Quilts: Visual Voice for Women

One of the centerpieces of my upcoming book on Elizabeth Colt, her life through the lens of visual objects, will highlight art production by women living in Hartford. Women, everyday women who created beauty in their domestic spheres. In my blog post, “Miranda Robinson: The Sampler,” I introduced needlework and the pictorial compositions by women with needle and polychrome fibers. Other feminine arts I am exploring is quilting.

“Anonymous Was A Woman,” by Mirra Bank, a lively celebration of traditional American Art, describes the quilt, “that most anonymous of women’s arts, rarely dated or signed, summarizes more than any other form the major themes in a woman’s life–its beginnings, endings and celebrations retold in bits of colored cloth.” Below is an example by 19th century woman Anna A. Wildman from the collection at the Wadsworth Atheneum. “Sunburst and Grapevine” evokes a modernist aesthetic from geometric patterns that “burst” like a kaleidoscope within its winding floral border.

Anna A. Wildman, “Sunburst and Grapevine Quilt,”1840
http://www.thewadsworth.org

At the Hartford Public Library, “Hartford History Center” I was introduced to the prolific quilts by contemporary fiber artist and Hartford resident, Linda Martin in the exhibition, “Sharing Stories.” Her work inspires me to consider including in my book visual objects, artistic expressions by women in the 21st century. Incorporating contributions by contemporary women, I think, will help inform my reader to the ways Hartford’s rich cultural and artistic is continued today.

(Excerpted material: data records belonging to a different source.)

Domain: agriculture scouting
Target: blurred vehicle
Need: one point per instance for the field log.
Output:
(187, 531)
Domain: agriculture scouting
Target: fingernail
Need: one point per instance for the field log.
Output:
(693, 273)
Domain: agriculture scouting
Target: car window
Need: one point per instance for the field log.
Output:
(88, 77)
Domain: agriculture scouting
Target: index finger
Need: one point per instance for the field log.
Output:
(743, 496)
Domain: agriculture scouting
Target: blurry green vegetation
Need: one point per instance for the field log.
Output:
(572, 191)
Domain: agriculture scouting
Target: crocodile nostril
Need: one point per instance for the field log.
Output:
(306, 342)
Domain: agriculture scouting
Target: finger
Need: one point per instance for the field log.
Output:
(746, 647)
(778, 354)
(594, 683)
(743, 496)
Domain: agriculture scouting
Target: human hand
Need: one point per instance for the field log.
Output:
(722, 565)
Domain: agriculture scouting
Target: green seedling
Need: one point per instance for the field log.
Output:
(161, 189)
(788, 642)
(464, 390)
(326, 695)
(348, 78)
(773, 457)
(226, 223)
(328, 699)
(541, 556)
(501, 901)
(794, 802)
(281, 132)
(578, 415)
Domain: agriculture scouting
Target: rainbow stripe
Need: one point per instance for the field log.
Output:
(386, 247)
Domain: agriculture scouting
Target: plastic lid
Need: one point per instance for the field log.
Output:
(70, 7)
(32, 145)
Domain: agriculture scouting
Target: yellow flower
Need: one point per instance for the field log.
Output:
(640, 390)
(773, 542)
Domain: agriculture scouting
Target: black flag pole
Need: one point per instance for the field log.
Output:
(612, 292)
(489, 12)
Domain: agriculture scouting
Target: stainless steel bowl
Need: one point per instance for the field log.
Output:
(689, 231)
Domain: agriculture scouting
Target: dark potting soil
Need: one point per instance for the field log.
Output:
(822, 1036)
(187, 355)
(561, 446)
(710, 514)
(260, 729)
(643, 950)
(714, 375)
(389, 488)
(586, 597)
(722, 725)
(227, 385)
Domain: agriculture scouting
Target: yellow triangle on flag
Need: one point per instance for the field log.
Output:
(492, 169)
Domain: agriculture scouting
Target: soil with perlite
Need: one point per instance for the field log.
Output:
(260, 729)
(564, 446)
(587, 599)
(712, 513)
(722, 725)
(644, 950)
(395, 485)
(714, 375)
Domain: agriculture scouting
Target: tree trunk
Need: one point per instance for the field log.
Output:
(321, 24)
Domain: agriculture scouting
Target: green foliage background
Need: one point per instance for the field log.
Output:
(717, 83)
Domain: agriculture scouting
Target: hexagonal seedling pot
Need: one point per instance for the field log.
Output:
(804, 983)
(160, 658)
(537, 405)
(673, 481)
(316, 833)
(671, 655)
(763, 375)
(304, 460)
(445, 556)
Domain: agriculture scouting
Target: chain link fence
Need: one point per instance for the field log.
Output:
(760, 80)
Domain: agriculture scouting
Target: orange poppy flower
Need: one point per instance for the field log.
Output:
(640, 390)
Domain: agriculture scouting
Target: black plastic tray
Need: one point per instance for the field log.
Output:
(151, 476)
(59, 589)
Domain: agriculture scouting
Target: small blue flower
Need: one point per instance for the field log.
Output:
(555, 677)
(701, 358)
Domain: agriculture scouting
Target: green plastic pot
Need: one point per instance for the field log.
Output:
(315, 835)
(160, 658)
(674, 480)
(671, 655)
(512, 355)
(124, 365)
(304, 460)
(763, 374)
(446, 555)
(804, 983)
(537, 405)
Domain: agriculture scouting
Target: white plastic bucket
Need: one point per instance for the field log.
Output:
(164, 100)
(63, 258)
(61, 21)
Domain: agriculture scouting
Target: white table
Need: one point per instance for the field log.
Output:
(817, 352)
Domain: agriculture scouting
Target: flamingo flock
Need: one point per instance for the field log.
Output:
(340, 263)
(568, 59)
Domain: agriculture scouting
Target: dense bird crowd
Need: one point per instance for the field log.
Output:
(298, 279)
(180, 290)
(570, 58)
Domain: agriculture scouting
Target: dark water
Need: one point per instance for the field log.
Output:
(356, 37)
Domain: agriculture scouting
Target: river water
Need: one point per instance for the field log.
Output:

Linda Martin’s quilts carry on a long tradition, especially in the African American community, to tell stories. Martin’s layers of “small pieces of synthetic and natural fabrics, each no larger than two inches,” result in engaging portraits commemorating important figures. My favorite in the exhibition is of famed dancer and choreographer Dr. Pearl Primus, “credited with bringing African dance to American audiences.” Notice the ways Martin builds up the structure of her face with a sculptural quality, embedding small dancing figures throughout her headscarf. Her interpretation of her subject is fully expressed using colorful fabrics and overlapping layers of fused fabric exposing raw edges. Martin says her technique “evolved from mosaic patterns into free-form using the unorthodox technique ‘freehand patchwork.’ Her portraits give a “voice through the visual of the portrait’s persona.”